Dabei könnten etwa folgende Überlegungen angestellt werden: Bei starken Männerkandidaturen ist es sinnvoll, die Kandidatinnen auf dieselbe Liste zu setzen, damit sie im Windschatten der Politstars möglichst viele Stimmen erhalten; ist die Liste wenig attraktiv oder befindet sich die Partei in einem Formtief, so ist ein Alleingang der Frauen wohl eher erfolgversprechend. Zu beachten ist auch das Segment der WählerInnen, das angesprochen werden soll: Ist es bereits stark umworben, so ist eine zusätzlich Liste nicht unbedingt angesagt. Haben diese Massnahmen den Charakter, dass sie das «Angenehme mit dem Nützlichen» verbinden können und die Frauensitze auf Kosten der gegnerischen Partei anpeilen, so kann Frauenförderung auch auf Kosten der Männer in der eigenen Partei betrieben werden. Dies haben 1991 die Grünen in Solothurn und St. Gallen praktiziert. In Solothurn verzichteten sie kurzerhand auf eine Männerkandidatur, womit der Sitz, sofern er erreicht würde, ein sicherer Frauensitz war; in St.
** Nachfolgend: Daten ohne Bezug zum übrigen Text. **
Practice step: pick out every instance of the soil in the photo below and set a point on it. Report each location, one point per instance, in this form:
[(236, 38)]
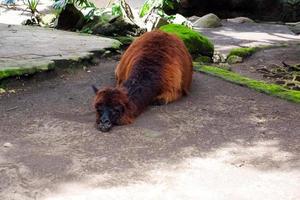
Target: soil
[(222, 141), (264, 65)]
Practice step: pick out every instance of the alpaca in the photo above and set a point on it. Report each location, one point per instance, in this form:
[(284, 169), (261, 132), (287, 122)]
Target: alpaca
[(155, 69)]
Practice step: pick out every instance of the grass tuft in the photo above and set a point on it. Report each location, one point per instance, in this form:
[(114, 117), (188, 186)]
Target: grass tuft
[(260, 86)]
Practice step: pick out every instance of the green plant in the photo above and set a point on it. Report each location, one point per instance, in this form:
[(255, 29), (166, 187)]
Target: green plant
[(291, 10), (82, 4), (32, 5), (196, 43), (158, 4), (260, 86)]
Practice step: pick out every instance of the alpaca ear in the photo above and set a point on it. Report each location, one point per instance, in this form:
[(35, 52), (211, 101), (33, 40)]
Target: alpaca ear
[(95, 89)]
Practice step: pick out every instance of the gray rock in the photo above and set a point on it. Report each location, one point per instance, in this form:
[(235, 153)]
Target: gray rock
[(208, 21), (241, 20), (295, 27)]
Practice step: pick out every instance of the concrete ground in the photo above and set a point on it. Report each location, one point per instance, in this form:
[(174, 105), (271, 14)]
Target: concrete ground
[(34, 48), (223, 141)]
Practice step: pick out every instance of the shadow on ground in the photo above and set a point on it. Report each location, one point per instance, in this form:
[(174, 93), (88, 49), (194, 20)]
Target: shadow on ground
[(223, 141)]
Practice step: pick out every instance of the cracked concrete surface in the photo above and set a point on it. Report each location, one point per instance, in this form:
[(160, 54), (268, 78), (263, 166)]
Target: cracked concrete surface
[(25, 49), (223, 141)]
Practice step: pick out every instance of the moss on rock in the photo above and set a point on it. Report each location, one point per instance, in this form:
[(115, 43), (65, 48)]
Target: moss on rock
[(196, 43), (233, 59), (260, 86), (203, 59)]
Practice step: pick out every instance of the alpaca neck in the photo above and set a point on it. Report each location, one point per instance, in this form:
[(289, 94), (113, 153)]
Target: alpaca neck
[(141, 92)]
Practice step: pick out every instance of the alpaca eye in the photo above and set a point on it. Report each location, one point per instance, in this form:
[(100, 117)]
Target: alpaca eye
[(119, 109)]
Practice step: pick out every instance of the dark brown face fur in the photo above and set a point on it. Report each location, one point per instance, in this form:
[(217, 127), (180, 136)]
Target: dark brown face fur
[(110, 105)]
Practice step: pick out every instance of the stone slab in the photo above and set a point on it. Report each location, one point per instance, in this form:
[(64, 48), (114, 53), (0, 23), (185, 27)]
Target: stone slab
[(25, 49)]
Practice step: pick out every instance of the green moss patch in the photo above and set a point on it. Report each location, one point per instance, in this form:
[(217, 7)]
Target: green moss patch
[(196, 43), (270, 89), (18, 71)]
Gallen wurde mit den nach Geschlecht getrennten Listen der langjährige Spitzenkandidat zum Stimmenlieferanten für die Frauenliste. Im Grunde ist nur jene Frauenförderungsmassnahme erfolgreich, die über ein «Männeropfer» führt, gegebenenfalls auch in der eigenen Partei.
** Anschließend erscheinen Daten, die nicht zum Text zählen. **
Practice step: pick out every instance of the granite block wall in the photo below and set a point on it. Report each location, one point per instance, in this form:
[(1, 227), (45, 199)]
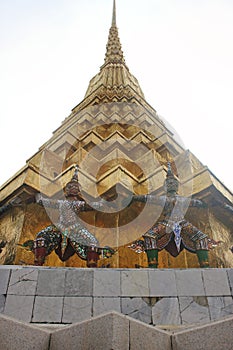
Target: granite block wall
[(42, 295)]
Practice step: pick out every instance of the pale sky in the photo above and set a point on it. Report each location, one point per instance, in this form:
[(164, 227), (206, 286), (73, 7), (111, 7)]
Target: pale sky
[(181, 51)]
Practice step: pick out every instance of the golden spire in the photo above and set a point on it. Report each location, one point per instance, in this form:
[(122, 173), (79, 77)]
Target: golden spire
[(114, 53), (114, 14), (114, 79)]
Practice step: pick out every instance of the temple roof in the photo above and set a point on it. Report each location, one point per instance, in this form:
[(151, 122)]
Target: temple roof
[(114, 78)]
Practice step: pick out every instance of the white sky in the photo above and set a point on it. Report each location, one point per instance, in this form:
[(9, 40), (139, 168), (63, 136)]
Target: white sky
[(181, 51)]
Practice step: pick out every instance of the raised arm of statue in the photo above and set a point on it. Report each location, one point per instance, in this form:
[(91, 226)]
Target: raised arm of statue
[(46, 202), (4, 208), (197, 203)]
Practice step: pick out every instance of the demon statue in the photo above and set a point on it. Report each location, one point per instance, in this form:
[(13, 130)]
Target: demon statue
[(173, 232), (68, 236)]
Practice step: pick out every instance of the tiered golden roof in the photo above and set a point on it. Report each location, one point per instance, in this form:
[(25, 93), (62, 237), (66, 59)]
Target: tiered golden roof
[(115, 137)]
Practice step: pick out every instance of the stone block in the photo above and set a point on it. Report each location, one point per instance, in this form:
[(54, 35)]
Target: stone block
[(216, 335), (106, 304), (23, 282), (216, 282), (162, 283), (109, 331), (137, 308), (166, 312), (120, 330), (51, 282), (230, 278), (220, 307), (19, 306), (134, 283), (194, 310), (79, 282), (147, 337), (15, 335), (2, 302), (4, 280), (47, 309), (189, 282), (106, 283), (76, 309)]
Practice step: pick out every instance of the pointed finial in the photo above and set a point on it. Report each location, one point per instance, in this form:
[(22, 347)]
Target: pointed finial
[(114, 14), (75, 176), (169, 169)]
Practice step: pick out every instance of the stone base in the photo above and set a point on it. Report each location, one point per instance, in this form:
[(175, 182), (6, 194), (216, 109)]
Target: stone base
[(164, 298)]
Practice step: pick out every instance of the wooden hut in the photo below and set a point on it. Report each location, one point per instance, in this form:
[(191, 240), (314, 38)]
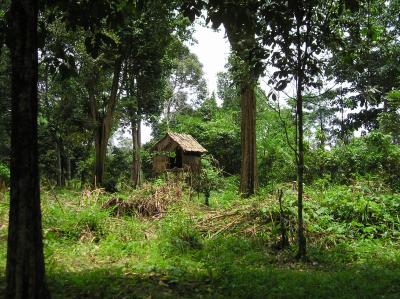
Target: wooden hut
[(177, 151)]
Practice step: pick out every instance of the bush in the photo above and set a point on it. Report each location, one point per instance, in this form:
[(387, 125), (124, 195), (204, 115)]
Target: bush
[(370, 156), (180, 234), (4, 174)]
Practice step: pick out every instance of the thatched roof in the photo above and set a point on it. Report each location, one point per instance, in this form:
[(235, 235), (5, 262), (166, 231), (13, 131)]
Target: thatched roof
[(184, 141)]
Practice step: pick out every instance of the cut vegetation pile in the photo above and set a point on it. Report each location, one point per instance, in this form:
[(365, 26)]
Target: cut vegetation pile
[(255, 218), (150, 201)]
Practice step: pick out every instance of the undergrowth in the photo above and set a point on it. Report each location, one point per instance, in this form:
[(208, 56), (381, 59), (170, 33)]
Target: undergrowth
[(227, 250)]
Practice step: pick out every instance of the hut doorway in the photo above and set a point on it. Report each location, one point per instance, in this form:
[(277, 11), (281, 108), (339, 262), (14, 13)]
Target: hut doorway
[(176, 162)]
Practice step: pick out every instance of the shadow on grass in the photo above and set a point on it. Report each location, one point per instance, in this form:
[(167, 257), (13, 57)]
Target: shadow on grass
[(361, 282), (367, 281), (235, 268)]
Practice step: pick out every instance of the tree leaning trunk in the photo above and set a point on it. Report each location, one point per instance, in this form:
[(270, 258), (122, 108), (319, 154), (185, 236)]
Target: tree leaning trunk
[(248, 174), (25, 271), (301, 254), (103, 124), (101, 150), (137, 161)]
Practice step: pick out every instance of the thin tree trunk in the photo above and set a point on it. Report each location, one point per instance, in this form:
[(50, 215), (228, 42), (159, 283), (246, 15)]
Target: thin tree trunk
[(103, 125), (68, 162), (25, 271), (137, 161), (248, 174), (59, 165), (301, 254), (101, 150)]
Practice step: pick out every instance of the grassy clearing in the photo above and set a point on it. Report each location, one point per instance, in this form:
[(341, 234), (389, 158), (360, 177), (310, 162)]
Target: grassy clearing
[(226, 251)]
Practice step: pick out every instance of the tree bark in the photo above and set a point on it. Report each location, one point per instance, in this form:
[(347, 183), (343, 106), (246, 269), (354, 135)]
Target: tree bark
[(301, 254), (137, 161), (25, 270), (241, 41), (59, 165), (103, 124), (248, 174)]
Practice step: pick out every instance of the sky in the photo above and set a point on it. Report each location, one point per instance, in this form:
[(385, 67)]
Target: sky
[(212, 48)]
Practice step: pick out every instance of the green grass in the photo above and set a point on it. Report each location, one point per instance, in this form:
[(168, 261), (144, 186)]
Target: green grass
[(92, 254)]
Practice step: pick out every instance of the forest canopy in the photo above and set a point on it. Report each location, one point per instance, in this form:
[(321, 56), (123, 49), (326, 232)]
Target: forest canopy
[(298, 173)]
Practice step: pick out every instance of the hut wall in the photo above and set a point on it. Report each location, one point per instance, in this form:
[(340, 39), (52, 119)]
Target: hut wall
[(160, 164), (192, 160)]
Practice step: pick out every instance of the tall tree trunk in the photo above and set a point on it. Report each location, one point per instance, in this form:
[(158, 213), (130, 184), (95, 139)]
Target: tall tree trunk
[(68, 163), (103, 124), (101, 149), (25, 271), (137, 161), (59, 165), (241, 41), (301, 254), (248, 174)]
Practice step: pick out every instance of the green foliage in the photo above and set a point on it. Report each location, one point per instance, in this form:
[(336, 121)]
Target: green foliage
[(4, 173), (210, 177), (372, 155), (180, 235)]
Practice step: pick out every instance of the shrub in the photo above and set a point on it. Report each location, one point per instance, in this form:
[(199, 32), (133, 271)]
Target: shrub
[(4, 174)]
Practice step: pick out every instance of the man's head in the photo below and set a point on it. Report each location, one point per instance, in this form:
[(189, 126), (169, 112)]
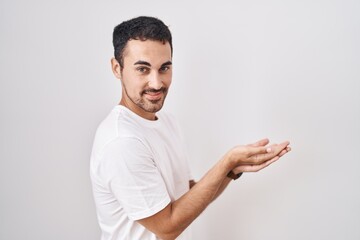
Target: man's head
[(143, 55), (140, 28)]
Bei den nach Geschlecht getrennten Listen gilt es abschliessend noch auf einen ernst zu nehmenden Nachteil hinzuweisen: Sie verhindern, dass Frauen während der Legislaturperiode auf Sitze von zurücktretenden Männern nachrutschen könnnen. In der Legislaturperiode 1987/91 steigerte sich per saldo die Zahl der Frauen im Nationalrat von 29 auf 32; in der laufenden Legislatur werden allenfalls zurücktretende Kandidaten der SP-Zürich, SP-Bern, SP-Freiburg und SP-Genf) sowie der Solothurner FDP nicht durch eine Frau ersetzt werden können.
 

PS:
Sollte das im Rahmen der Teilrevision des Bundesgesetzes über die politischen Rechte vorgesehene Verbot der Unterlistenverbindungen beschlossen werden, so werden künftig die Parteien vor der Alternative stehen, entweder geschlechterspezifische - oder alters- und regionenspezifische Teillisten - aufzustellen und diese miteinander zu verbinden, oder ohne solche Teillisten mit anderen nahestehenden Parteien eine Listenverbindung einzugehen. Diese Revision dürfte die Diskussion über die nach Geschlecht getrennten Listen beenden.
 
 

 

Werner Seitz, *1954
Studium der Philosophie, Schweizergeschichte und Staatsrecht; 1984-1990: Assistent am Forschungszentrum für schweizerische Politik und am soziologischen Institut der Universität Bern. Seit 1990 am Bundesamt für Statistik, verantwortlich für den Bereich «Politik».